While most would have shamelessly exploited the accolade of being the person to single-handedly invent the web, Sir Tim has largely shunned the limelight and continues to work to promote the principles of the web through the World Wide Web Foundation, which he founded, as well as his role as director of the World Wide Web Consortium.

Today is an "important milestone" according to Sir Tim. He hopes the anniversary "will spark a global conversation about our need to defend principles that have made the Web successful, and to unlock the Web's untapped potential".

But his dream of a Web which is free and accessible to all is under threat as never before - with the forces of commerce and government spy agencies alike bringing issues of privacy and control over data to the fore.
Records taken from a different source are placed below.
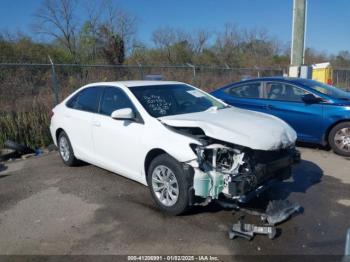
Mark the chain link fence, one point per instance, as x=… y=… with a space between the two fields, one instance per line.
x=24 y=86
x=29 y=91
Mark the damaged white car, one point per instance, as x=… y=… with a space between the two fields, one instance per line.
x=186 y=145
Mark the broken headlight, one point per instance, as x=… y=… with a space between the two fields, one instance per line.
x=219 y=157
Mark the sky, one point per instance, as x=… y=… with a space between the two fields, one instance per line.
x=328 y=22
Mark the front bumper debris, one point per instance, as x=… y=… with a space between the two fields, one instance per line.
x=277 y=211
x=248 y=231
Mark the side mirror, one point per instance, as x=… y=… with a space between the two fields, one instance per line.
x=123 y=114
x=311 y=99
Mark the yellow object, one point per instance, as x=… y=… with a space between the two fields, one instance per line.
x=323 y=73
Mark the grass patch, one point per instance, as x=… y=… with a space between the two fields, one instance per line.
x=29 y=128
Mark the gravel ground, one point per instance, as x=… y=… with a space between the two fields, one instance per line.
x=48 y=208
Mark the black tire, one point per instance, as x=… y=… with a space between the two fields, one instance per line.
x=18 y=147
x=71 y=160
x=332 y=139
x=182 y=202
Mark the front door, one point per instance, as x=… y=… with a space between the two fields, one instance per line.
x=285 y=101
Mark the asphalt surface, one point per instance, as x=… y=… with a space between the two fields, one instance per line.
x=48 y=208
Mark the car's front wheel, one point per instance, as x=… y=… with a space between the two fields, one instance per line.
x=339 y=139
x=168 y=184
x=65 y=149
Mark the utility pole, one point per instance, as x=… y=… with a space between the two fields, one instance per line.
x=298 y=33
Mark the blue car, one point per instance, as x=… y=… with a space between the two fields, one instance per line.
x=319 y=113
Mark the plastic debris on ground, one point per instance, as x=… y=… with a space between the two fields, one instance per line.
x=276 y=212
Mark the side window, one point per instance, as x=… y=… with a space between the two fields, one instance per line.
x=86 y=100
x=114 y=99
x=284 y=92
x=250 y=90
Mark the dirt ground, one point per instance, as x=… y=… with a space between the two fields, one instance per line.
x=48 y=208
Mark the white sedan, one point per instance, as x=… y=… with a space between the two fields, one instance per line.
x=186 y=145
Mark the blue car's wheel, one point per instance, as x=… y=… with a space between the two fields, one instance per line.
x=339 y=139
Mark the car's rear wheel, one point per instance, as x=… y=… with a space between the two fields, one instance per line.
x=65 y=149
x=168 y=184
x=339 y=139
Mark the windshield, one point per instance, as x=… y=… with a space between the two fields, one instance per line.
x=326 y=89
x=166 y=100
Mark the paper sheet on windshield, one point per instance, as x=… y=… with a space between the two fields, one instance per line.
x=195 y=93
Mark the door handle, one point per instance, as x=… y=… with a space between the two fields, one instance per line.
x=96 y=123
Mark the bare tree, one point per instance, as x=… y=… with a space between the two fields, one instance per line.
x=199 y=40
x=56 y=18
x=120 y=22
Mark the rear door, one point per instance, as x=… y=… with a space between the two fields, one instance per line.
x=285 y=101
x=247 y=96
x=78 y=118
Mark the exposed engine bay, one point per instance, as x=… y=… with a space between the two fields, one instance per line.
x=222 y=168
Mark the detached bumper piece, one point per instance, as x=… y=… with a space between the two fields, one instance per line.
x=277 y=211
x=248 y=231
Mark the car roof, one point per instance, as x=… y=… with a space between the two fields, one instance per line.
x=135 y=83
x=270 y=78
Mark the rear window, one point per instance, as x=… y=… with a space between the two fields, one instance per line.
x=249 y=90
x=86 y=100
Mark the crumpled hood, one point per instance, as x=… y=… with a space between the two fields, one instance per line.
x=238 y=126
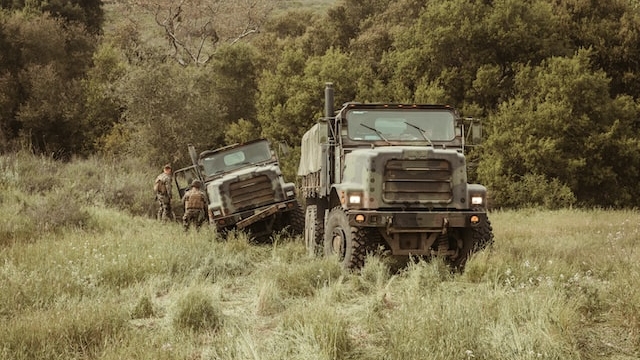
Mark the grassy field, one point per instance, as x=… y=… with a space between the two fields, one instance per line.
x=88 y=275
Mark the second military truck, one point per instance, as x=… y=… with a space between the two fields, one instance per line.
x=245 y=189
x=391 y=175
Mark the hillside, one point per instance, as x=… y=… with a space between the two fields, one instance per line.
x=83 y=280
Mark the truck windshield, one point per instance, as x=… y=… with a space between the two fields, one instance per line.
x=246 y=155
x=401 y=124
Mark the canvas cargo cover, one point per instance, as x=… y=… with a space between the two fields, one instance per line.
x=311 y=149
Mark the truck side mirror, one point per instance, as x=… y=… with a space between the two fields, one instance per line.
x=284 y=148
x=476 y=131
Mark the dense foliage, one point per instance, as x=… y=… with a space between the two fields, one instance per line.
x=556 y=82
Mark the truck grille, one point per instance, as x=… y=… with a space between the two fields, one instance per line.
x=417 y=181
x=250 y=193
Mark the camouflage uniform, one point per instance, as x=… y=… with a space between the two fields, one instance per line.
x=195 y=204
x=162 y=187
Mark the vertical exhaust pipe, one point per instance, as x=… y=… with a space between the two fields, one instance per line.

Sir Tim is calling on people to make suggestions for what they want the web to be, via social media using hashtag #web25 or online at webat25.org

"If we want a Web that is truly for everyone, then everyone must play a role in shaping its next 25 years," he said.

Three in five people worldwide still do not have access to the Web, but Sir Tim is optimistic this will change. "I believe we can build a Web that truly is for everyone: one that is accessible to all, from any device, and one that empowers all of us to achieve our dignity, rights and potential as humans."

For all its obvious advantages, the web has a dark side. Literally. The "dark web", as it is known, where everything from guns to drugs are openly traded. Even on the wider Internet, danger lurks in the form of everything from paedophile networks to suicide websites and those promoting terrorism.

Home base: Facebook HQ
Home base: Facebook HQ

"The web is just a tool created by people - reflecting both the best and worst of humanity. It's not a utopian technology that can work outside of our existing social rules and structures," said Tilly Blyth, lead curator of a new permanent gallery which will open at the Science Museum in the autumn. The "Information Age" gallery will showcase how the way we live has been transformed by advances over the past 200 years in the way people are able to exchange information and communicate.

"What Tim Berners-Lee did that was really unique was that he thought of a way of allowing any machine all over the world to share information using a linking system," said Ms Blyth.

And she is confident the computer on which he conceived the Web is set to be a star attraction: "I imagine it will draw crowds because it’s so significant to people’s lives; we all use the Web every day and to think that you're looking at the first Web server, the first machine that ever delivered a webpage, is incredible."